La sucesión apostólica alternativa, transmitida por mujeres que fueron excomulgadas por el acto mismo de ser fieles a su conciencia, no busca confrontar al Papa, sino demostrar que la herencia de los apóstoles no fue una exclusiva de varones célibes, sino un patrimonio compartido y plural que se mantuvo vivo incluso en los sótanos de la historia.
La ceremonia, lejos de ser una performance o un acto de provocación, se presenta como un gesto radicalmente religioso, que reivindica la espiritualidad sin jerarquía. No habrá mitra ni anillo episcopal bordado en oro; tal vez sí un pañuelo con bordados de algún taller feminista de Lugo y una estola tejida por manos laicas.
Todo indica que se escucharán lecturas no oficiales —quizás algo de Dorothy Day, tal vez un salmo reescrito en lenguaje inclusivo—, y que los himnos serán entonados con el fervor de quien ha esperado demasiado tiempo para decir “sí, aquí estoy”. Porque si la Iglesia no las ordena, ellas se ordenan entre ellas, sin pedir permiso y con absoluta naturalidad.
Al terminar, no se activará ninguna alarma en Roma. No habrá condena explícita desde la Curia. La reacción será la de siempre: el silencio cómodo de quien prefiere ignorar lo que no sabe desmentir. Y sin embargo, para quienes participen, será una experiencia de fe, de ruptura y de reparación. Una suerte de Pentecostés laico con acento gallego y sin más pretensión que servir a comunidades abiertas donde todas las personas sean bienvenidas.
En esa Compostela invisible —la que no sale en las guías ni en las homilías dominicales—, una obispa tomará la palabra, ungida por mujeres que también dijeron “sí” cuando todo decía “no”.

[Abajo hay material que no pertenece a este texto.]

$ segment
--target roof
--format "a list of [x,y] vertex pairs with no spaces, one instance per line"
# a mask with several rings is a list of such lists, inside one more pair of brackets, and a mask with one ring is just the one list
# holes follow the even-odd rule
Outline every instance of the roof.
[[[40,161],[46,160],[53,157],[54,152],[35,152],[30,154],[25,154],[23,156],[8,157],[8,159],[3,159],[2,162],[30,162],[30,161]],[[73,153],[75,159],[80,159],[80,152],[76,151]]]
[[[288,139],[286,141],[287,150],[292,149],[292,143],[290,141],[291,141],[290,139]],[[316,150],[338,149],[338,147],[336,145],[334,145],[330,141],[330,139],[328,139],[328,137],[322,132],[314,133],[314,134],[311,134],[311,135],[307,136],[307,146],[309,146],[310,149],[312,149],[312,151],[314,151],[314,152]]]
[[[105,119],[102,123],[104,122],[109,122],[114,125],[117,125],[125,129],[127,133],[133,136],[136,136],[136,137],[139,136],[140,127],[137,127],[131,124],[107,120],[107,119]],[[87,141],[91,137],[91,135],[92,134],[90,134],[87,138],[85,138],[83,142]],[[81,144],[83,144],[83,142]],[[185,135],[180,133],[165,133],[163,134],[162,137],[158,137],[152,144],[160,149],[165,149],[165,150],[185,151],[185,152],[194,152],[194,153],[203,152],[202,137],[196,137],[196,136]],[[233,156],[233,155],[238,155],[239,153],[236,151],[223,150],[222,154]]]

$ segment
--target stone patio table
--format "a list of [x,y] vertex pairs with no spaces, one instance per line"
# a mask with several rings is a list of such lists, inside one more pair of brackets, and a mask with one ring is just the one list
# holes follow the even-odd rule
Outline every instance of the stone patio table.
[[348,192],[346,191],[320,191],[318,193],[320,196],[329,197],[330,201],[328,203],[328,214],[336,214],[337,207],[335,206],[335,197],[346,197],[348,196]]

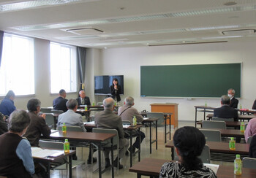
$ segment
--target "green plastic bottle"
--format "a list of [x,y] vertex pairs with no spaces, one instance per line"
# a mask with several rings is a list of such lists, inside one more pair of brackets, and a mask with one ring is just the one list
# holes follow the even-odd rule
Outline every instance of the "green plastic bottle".
[[242,174],[242,161],[240,159],[240,155],[236,155],[234,160],[234,174],[235,175]]
[[64,144],[64,153],[69,152],[69,142],[67,139],[65,139],[65,142]]
[[67,134],[67,126],[65,123],[64,123],[62,125],[62,132],[63,134]]

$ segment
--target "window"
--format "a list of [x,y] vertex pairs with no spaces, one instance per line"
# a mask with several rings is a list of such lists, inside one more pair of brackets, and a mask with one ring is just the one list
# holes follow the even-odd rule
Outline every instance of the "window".
[[34,39],[4,34],[0,66],[0,96],[34,94]]
[[77,91],[76,47],[50,42],[50,93]]

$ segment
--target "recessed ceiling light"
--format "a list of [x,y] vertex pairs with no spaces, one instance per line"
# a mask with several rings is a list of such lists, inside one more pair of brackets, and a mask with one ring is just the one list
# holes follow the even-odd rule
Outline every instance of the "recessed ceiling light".
[[226,2],[224,4],[225,6],[233,6],[237,4],[236,2]]

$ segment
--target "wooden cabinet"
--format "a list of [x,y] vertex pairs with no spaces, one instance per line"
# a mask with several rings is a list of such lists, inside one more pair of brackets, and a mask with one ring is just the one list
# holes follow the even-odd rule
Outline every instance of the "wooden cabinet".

Y aunque nadie lo diga en voz alta, hay quienes ya susurran la posibilidad de que Christina, como legítima bispa de la periferia, imponga pronto las manos sobre su Victorino y lo nombre obispo consorte con sede en la biblioteca de casa, autoridad sobre los apuntes del Concilio Vaticano II y mitra de lana gorda para el invierno compostelano.
Todo un giro inesperado para quien, en tiempos no tan lejanos, se refería a estas aventuras como “a merda en bote”. Pero ya se sabe: los caminos del Señor son inescrutables… y los de la ironía, todavía más.